There were a significantly higher total number of providers in units offering mental health care than in those that did not (66.1 vs. 45.0) (Table II). Likewise, there was a significantly higher number of psychologists in units reporting provision of mental health care (0.9 vs. 0.2) and use of protocols/guidelines for PND detection (1.1 vs. 0.3) and care (1.1 vs. 0.3), compared to units without.
Discussion
These findings indicate the need for implementing institutional support for systematic detection and treatment of PND. A brief twoto three-question screening tool can be useful and feasible for initial screening protocols in both antenatal and postnatal periods.7,8 If a woman's score exceeds an established threshold, appropriate care pathways should be activated, including referral to mental health clinicians.

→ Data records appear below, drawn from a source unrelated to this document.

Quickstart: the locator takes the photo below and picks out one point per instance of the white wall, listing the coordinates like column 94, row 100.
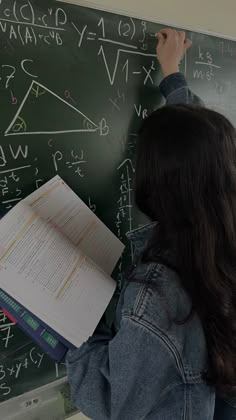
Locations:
column 217, row 16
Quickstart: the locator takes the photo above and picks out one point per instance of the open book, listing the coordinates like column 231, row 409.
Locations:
column 56, row 258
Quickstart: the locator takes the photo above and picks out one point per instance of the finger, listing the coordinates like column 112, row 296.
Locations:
column 182, row 35
column 166, row 32
column 160, row 37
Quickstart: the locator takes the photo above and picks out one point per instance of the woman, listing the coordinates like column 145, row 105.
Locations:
column 172, row 355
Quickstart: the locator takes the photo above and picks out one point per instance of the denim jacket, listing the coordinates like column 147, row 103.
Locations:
column 146, row 368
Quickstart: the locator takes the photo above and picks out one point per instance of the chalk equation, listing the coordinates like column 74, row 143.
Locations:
column 21, row 23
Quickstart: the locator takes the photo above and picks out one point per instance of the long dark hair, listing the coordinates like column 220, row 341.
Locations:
column 186, row 180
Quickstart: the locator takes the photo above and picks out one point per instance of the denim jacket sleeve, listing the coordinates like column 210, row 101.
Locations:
column 176, row 91
column 110, row 377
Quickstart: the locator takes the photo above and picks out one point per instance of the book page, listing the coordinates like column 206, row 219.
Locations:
column 45, row 272
column 58, row 204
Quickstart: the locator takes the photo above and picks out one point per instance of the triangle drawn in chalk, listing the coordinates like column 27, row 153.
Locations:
column 44, row 112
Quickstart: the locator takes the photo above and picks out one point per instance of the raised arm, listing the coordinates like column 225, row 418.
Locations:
column 171, row 47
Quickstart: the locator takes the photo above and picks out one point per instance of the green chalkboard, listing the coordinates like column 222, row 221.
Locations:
column 75, row 84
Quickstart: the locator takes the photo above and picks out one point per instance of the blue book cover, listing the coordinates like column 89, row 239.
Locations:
column 51, row 342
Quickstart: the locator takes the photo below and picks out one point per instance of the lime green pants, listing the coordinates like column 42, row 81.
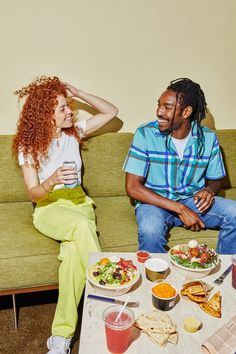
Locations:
column 73, row 225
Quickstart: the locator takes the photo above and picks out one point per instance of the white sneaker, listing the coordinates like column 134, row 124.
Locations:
column 58, row 345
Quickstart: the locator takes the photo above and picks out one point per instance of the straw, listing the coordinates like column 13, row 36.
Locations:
column 122, row 309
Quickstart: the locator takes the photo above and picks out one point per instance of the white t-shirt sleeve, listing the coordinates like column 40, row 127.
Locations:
column 22, row 161
column 82, row 125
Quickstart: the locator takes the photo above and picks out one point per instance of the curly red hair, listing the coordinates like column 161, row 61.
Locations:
column 36, row 127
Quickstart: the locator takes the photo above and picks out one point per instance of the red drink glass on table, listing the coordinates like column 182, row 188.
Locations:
column 118, row 333
column 234, row 271
column 142, row 255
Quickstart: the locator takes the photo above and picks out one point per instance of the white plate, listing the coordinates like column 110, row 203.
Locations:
column 112, row 290
column 189, row 272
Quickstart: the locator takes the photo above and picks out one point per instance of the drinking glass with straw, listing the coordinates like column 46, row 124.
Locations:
column 118, row 323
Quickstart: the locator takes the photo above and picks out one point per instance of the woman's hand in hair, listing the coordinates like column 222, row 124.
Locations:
column 71, row 91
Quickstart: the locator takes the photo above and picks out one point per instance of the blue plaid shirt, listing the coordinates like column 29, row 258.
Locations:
column 153, row 155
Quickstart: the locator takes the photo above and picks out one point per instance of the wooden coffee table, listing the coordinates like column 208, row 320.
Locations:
column 92, row 338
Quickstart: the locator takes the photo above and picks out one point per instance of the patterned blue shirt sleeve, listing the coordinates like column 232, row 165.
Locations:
column 215, row 169
column 137, row 160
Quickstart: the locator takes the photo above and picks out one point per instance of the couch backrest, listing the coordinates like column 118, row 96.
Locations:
column 227, row 139
column 103, row 157
column 11, row 181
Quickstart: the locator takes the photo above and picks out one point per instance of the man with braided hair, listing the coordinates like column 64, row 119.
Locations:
column 174, row 169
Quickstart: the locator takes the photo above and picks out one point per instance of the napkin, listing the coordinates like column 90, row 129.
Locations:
column 223, row 341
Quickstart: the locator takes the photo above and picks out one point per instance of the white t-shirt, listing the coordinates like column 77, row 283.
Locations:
column 180, row 144
column 64, row 148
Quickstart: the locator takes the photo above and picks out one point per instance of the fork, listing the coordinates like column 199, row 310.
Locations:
column 115, row 301
column 219, row 280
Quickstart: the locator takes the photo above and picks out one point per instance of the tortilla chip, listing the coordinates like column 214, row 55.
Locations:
column 158, row 338
column 213, row 306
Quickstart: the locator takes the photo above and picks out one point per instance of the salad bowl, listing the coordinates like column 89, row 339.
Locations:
column 193, row 260
column 113, row 277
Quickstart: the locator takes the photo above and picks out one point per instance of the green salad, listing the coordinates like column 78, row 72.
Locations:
column 113, row 273
column 193, row 255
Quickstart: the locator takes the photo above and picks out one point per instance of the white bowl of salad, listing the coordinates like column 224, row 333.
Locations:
column 193, row 260
column 113, row 277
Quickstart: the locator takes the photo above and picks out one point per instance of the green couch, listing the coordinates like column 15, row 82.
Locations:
column 28, row 259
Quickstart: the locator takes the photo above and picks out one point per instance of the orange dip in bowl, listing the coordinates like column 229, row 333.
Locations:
column 164, row 291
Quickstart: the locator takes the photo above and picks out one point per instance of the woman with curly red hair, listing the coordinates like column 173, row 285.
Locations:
column 46, row 138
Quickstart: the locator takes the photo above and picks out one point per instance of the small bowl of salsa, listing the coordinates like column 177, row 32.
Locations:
column 142, row 255
column 164, row 296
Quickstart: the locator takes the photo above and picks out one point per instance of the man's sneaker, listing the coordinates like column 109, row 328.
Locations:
column 58, row 345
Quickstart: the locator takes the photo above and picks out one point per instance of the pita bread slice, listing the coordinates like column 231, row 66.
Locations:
column 173, row 338
column 194, row 288
column 196, row 298
column 149, row 325
column 213, row 306
column 215, row 302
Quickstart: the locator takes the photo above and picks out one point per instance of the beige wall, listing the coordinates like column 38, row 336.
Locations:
column 126, row 51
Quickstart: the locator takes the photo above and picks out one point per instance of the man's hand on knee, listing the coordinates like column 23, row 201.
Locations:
column 190, row 219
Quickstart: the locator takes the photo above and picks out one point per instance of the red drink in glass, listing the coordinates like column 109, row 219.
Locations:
column 142, row 256
column 234, row 271
column 118, row 333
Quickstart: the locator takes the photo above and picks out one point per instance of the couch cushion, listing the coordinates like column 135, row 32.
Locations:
column 103, row 158
column 179, row 235
column 27, row 257
column 116, row 224
column 228, row 148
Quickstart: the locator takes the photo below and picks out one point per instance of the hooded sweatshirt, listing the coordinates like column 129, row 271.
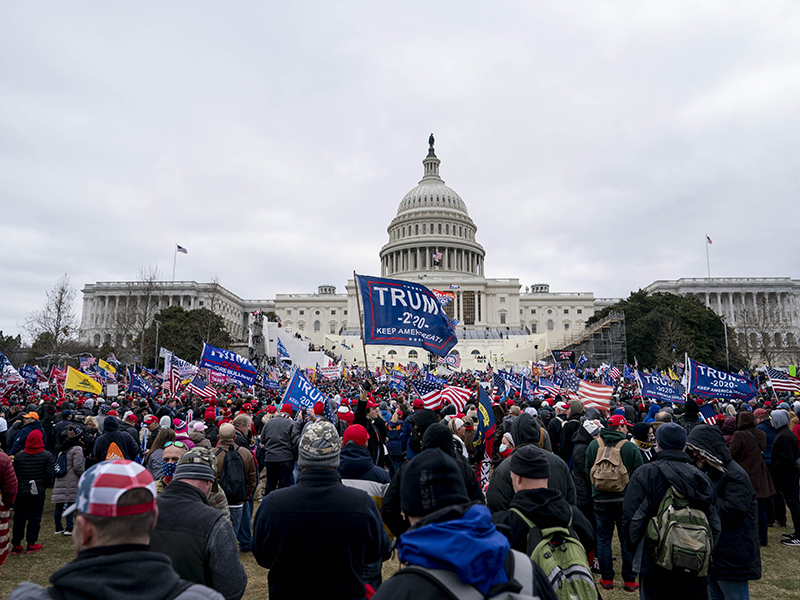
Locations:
column 737, row 553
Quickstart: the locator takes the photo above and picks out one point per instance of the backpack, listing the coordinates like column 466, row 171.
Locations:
column 113, row 452
column 60, row 467
column 233, row 479
column 609, row 473
column 563, row 559
column 679, row 537
column 519, row 570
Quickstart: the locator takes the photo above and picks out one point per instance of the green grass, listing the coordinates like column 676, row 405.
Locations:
column 779, row 567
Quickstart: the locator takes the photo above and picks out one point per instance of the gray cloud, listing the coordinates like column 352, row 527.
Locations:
column 595, row 144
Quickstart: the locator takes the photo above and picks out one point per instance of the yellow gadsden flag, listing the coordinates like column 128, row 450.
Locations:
column 105, row 366
column 81, row 382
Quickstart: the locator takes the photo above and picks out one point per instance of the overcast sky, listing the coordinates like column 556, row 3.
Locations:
column 594, row 143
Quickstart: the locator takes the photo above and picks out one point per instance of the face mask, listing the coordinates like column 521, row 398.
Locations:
column 168, row 469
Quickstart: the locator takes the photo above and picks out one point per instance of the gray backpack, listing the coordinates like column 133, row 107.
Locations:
column 521, row 571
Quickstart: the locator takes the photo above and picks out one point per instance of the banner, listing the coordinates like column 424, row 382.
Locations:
column 228, row 363
column 300, row 393
column 711, row 383
column 658, row 388
column 81, row 382
column 404, row 314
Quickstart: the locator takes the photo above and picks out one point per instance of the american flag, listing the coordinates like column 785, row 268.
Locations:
column 782, row 382
column 613, row 372
column 201, row 388
column 431, row 394
column 708, row 414
column 456, row 396
column 595, row 394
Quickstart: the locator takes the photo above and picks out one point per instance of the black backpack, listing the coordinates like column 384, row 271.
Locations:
column 233, row 479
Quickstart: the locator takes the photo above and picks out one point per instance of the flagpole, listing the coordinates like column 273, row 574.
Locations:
column 361, row 321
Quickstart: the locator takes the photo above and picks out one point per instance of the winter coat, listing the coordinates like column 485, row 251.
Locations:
column 112, row 434
column 276, row 437
column 8, row 481
column 290, row 521
column 647, row 487
column 546, row 508
column 33, row 467
column 737, row 555
column 784, row 455
column 747, row 446
column 460, row 539
column 126, row 572
column 630, row 454
column 65, row 489
column 203, row 549
column 583, row 488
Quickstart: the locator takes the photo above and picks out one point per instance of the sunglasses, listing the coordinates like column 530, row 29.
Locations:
column 177, row 444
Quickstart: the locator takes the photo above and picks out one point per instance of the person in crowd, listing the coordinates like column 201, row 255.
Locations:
column 114, row 444
column 289, row 518
column 646, row 489
column 34, row 469
column 527, row 430
column 608, row 502
column 203, row 548
column 65, row 488
column 785, row 470
column 747, row 448
column 116, row 511
column 736, row 558
column 8, row 494
column 451, row 534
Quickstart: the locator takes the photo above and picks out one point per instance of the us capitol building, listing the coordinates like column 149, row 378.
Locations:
column 432, row 241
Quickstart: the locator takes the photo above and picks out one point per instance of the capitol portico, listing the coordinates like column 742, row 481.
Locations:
column 432, row 240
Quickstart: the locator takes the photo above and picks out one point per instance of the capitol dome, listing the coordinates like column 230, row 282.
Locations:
column 432, row 231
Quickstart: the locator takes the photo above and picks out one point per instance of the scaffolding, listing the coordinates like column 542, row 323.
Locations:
column 603, row 342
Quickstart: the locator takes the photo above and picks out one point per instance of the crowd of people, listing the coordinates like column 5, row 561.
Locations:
column 159, row 494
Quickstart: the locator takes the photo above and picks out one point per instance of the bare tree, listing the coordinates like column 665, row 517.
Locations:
column 135, row 310
column 56, row 324
column 766, row 333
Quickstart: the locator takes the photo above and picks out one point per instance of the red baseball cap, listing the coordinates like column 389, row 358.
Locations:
column 618, row 420
column 357, row 433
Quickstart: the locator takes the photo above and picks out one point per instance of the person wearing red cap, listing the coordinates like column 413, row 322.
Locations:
column 608, row 504
column 34, row 469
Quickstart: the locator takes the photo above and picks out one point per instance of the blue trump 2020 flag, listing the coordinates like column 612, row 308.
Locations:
column 228, row 363
column 654, row 386
column 402, row 313
column 711, row 383
column 300, row 393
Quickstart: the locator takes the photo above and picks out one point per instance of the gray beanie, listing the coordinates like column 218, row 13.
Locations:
column 320, row 446
column 779, row 418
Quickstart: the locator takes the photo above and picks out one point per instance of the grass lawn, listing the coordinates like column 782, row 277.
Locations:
column 780, row 578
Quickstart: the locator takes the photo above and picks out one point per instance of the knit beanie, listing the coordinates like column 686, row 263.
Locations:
column 530, row 462
column 779, row 418
column 671, row 436
column 320, row 446
column 431, row 481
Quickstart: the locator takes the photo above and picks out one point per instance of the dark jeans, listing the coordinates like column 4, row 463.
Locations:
column 58, row 510
column 788, row 487
column 281, row 473
column 243, row 533
column 27, row 510
column 609, row 516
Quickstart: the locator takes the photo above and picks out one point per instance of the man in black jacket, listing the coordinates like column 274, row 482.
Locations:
column 737, row 557
column 646, row 488
column 318, row 512
column 202, row 548
column 784, row 470
column 112, row 435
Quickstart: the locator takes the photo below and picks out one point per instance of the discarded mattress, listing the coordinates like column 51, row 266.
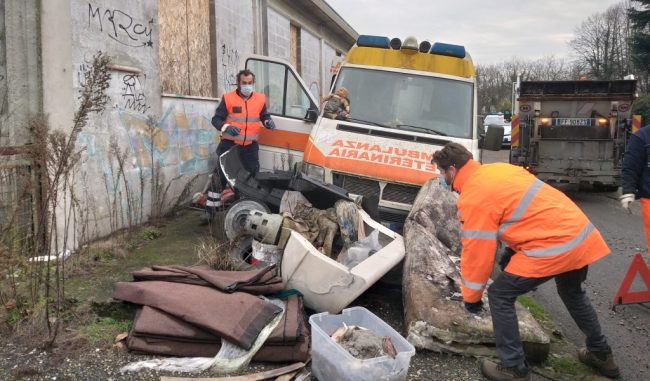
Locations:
column 434, row 318
column 157, row 332
column 259, row 282
column 329, row 286
column 238, row 317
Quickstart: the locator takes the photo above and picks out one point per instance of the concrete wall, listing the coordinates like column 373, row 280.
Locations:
column 318, row 44
column 20, row 70
column 47, row 47
column 234, row 40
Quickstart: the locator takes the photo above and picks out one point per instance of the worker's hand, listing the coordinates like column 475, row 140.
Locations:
column 626, row 200
column 230, row 129
column 475, row 308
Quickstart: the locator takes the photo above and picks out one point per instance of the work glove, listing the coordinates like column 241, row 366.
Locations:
column 268, row 123
column 626, row 200
column 506, row 254
column 475, row 308
column 230, row 129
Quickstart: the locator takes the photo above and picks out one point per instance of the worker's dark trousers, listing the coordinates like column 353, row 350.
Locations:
column 507, row 287
column 249, row 156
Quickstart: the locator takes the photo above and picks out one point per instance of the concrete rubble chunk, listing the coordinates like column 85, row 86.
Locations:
column 435, row 317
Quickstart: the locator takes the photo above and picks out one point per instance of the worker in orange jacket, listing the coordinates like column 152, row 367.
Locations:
column 549, row 236
column 239, row 117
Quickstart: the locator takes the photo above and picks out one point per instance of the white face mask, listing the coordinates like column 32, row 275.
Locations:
column 246, row 90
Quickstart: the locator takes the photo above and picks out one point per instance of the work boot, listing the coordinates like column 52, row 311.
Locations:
column 498, row 372
column 227, row 194
column 603, row 362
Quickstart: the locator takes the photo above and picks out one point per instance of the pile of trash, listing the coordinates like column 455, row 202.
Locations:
column 363, row 343
column 301, row 241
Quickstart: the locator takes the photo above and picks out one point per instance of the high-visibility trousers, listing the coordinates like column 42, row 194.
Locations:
column 645, row 215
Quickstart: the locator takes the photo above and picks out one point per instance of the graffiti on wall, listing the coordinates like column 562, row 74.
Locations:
column 229, row 67
column 183, row 136
column 132, row 92
column 120, row 26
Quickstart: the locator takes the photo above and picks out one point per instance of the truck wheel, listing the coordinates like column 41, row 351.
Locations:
column 240, row 251
column 237, row 214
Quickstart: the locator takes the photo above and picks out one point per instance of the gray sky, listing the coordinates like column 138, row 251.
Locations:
column 491, row 30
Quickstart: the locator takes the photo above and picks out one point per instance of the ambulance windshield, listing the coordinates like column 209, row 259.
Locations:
column 409, row 102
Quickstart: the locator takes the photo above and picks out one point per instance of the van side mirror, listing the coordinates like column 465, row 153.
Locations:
column 312, row 115
column 493, row 138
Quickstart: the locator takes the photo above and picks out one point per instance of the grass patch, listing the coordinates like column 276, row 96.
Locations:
column 564, row 365
column 104, row 330
column 535, row 309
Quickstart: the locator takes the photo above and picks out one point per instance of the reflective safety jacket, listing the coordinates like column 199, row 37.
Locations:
column 244, row 114
column 548, row 232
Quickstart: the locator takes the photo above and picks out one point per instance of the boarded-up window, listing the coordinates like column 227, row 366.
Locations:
column 185, row 54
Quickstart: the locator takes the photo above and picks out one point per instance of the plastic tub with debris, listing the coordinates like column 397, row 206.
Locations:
column 328, row 285
column 330, row 361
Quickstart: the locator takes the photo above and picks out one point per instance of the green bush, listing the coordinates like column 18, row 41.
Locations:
column 150, row 233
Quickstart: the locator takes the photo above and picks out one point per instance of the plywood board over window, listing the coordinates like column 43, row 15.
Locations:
column 185, row 47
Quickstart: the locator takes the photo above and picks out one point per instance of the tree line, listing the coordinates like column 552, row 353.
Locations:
column 606, row 46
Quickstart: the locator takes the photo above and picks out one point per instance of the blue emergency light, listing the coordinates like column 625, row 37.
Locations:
column 448, row 50
column 373, row 41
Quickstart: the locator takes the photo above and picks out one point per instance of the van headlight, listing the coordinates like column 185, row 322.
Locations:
column 314, row 171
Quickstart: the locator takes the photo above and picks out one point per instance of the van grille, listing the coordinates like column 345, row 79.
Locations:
column 400, row 193
column 357, row 185
column 366, row 187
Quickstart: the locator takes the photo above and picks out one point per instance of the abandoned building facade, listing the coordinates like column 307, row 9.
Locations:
column 170, row 61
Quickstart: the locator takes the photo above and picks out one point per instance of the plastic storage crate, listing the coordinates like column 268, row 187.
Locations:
column 330, row 361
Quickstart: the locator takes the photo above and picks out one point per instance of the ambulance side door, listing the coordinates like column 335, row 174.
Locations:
column 292, row 107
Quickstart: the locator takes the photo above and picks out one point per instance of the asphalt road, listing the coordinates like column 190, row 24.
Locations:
column 627, row 328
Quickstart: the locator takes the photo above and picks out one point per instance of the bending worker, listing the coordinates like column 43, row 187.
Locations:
column 636, row 175
column 550, row 237
column 239, row 116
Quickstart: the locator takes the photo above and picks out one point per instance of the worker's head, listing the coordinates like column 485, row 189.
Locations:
column 450, row 159
column 245, row 82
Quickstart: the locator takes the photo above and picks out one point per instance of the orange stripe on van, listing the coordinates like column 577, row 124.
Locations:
column 388, row 172
column 283, row 139
column 636, row 123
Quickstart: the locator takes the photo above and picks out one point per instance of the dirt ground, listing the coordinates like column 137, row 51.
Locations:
column 85, row 350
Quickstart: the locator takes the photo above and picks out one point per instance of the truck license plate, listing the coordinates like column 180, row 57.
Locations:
column 573, row 122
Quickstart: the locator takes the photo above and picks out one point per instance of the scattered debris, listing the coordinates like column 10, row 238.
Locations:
column 361, row 343
column 270, row 374
column 361, row 354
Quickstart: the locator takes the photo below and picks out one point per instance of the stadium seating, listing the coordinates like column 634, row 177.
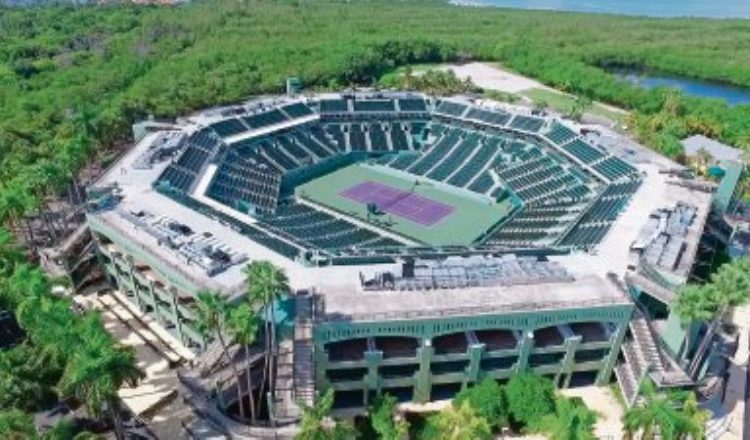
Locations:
column 451, row 108
column 229, row 127
column 471, row 168
column 374, row 105
column 614, row 168
column 441, row 148
column 378, row 140
column 488, row 116
column 560, row 134
column 412, row 105
column 455, row 158
column 527, row 123
column 483, row 183
column 277, row 155
column 583, row 151
column 181, row 174
column 562, row 203
column 403, row 161
column 265, row 119
column 357, row 138
column 336, row 132
column 297, row 110
column 398, row 137
column 334, row 106
column 238, row 180
column 312, row 144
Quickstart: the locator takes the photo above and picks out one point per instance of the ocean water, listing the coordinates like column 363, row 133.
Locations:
column 653, row 8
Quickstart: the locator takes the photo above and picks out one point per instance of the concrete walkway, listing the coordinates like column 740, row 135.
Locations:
column 600, row 399
column 735, row 398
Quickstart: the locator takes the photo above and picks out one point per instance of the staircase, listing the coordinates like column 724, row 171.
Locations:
column 654, row 289
column 304, row 382
column 663, row 370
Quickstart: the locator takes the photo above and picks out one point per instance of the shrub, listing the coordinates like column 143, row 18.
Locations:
column 530, row 397
column 488, row 400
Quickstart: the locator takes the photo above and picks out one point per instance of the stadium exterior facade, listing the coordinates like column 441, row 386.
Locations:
column 556, row 285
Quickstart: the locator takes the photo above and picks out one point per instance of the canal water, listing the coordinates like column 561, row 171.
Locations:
column 691, row 87
column 653, row 8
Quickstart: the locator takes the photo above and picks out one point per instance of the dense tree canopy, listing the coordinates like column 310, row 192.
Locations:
column 530, row 398
column 72, row 79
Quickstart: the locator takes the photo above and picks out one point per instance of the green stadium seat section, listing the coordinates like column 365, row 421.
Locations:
column 378, row 140
column 334, row 106
column 614, row 168
column 357, row 139
column 472, row 168
column 488, row 116
column 451, row 109
column 238, row 180
column 374, row 105
column 412, row 105
column 441, row 148
column 455, row 158
column 181, row 173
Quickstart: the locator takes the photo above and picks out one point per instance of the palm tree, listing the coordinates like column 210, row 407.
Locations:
column 694, row 303
column 571, row 421
column 96, row 371
column 668, row 415
column 243, row 325
column 386, row 421
column 729, row 287
column 213, row 311
column 316, row 423
column 266, row 284
column 462, row 422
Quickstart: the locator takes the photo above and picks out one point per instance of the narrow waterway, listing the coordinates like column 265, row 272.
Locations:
column 693, row 87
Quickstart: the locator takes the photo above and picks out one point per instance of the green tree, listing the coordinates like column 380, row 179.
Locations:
column 488, row 400
column 16, row 425
column 670, row 415
column 317, row 424
column 266, row 285
column 694, row 303
column 530, row 397
column 213, row 313
column 570, row 421
column 243, row 325
column 729, row 287
column 457, row 423
column 96, row 371
column 385, row 420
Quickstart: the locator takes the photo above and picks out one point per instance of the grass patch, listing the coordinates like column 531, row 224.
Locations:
column 564, row 103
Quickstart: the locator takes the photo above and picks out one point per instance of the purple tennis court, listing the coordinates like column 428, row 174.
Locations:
column 405, row 204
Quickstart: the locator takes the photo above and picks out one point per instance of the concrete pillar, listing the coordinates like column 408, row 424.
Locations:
column 527, row 344
column 475, row 357
column 423, row 386
column 321, row 363
column 372, row 378
column 609, row 363
column 571, row 345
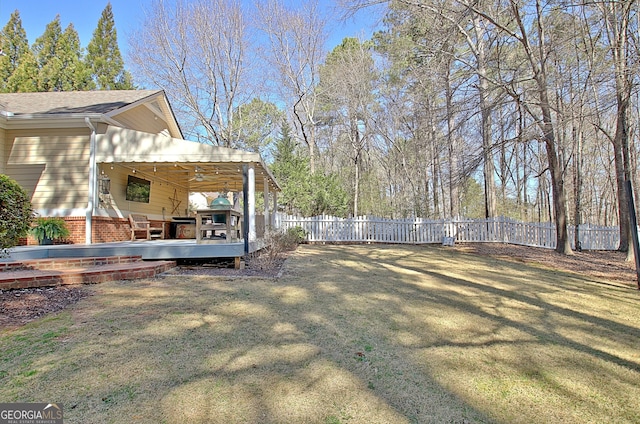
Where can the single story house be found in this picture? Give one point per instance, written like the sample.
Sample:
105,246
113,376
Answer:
95,157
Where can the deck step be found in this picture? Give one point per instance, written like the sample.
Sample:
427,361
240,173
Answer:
91,270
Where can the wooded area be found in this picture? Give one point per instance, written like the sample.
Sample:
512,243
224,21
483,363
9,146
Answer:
520,108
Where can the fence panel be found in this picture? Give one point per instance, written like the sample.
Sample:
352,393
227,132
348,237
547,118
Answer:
422,231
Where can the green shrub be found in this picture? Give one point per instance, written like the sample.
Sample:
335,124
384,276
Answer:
278,243
50,228
16,213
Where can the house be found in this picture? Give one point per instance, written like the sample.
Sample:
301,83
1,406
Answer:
95,157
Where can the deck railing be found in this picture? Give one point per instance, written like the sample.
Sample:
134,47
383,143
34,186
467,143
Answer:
367,229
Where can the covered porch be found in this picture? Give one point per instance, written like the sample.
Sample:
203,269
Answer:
171,169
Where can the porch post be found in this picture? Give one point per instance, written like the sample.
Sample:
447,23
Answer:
274,216
267,209
251,177
88,225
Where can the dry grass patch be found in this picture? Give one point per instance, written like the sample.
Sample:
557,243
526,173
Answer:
348,334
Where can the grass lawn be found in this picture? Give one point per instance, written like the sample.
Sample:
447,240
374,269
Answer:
348,334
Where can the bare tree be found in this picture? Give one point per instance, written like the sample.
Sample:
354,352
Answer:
296,50
196,51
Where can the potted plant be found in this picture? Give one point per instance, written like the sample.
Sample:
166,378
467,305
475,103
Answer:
46,230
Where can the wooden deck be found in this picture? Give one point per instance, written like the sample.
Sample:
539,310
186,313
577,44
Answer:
147,249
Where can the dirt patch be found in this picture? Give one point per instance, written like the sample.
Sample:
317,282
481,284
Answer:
18,307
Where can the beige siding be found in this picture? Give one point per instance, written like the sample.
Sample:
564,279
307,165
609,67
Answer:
141,118
52,165
161,203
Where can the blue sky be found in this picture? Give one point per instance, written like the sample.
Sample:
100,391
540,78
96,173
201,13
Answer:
128,14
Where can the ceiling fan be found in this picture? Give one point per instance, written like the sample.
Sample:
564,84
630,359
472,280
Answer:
198,175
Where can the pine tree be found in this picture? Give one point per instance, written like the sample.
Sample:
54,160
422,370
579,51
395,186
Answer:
59,60
14,44
25,78
103,57
44,51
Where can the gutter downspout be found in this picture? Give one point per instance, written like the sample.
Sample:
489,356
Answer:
92,182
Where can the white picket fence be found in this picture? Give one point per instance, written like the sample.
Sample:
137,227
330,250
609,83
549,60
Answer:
366,229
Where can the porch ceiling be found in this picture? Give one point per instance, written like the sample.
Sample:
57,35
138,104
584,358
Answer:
202,176
195,166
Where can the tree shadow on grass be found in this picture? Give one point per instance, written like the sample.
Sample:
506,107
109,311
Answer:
348,334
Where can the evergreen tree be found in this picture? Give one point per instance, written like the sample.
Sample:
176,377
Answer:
103,56
14,44
58,57
302,191
45,52
25,78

Although our results suggest investing in increasing the number of psychologists in obstetric units, there might not be enough trained psychologists to cover existing needs.9 Non-clinical personnel who deliver non-pharmacological interventions in low-resource settings can be successful in reducing symptoms of perinatal mental health problems. Activities such as home visits, empathic listening, and cognitive-behavioral techniques carried out by community health workers have successfully demonstrated a decline of depressive symptoms among women.10 Feasibility of implementation of such strategies in Mexico should be explored. A psycho-educational intervention to prevent postnatal depression among high-risk women was implemented in one public-sector hospital in Mexico with results suggesting participants in the intervention group had a larger reduction of depression at 6 weeks and 4 to 6 months postpartum compared to participants receiving usual care.11 Public and facility-specific policies that support these and other PND interventions are needed.12
This study's main strength is the nationally representative sample of obstetric units, allowing generalization of results to inform national policy. The main limitation is that the questions addressed the infrastructure for detection and treatment for PND, not the actual interventions themselves. Future research is needed to elucidate detection and care procedures in primary level units and other specialties such as pediatrics, as well as to evaluate pilot studies testing stepped-care protocols and community-based interventions. Because of PND's extensive negative consequences on women and infants' health, its detection and care warrant major public health initiatives.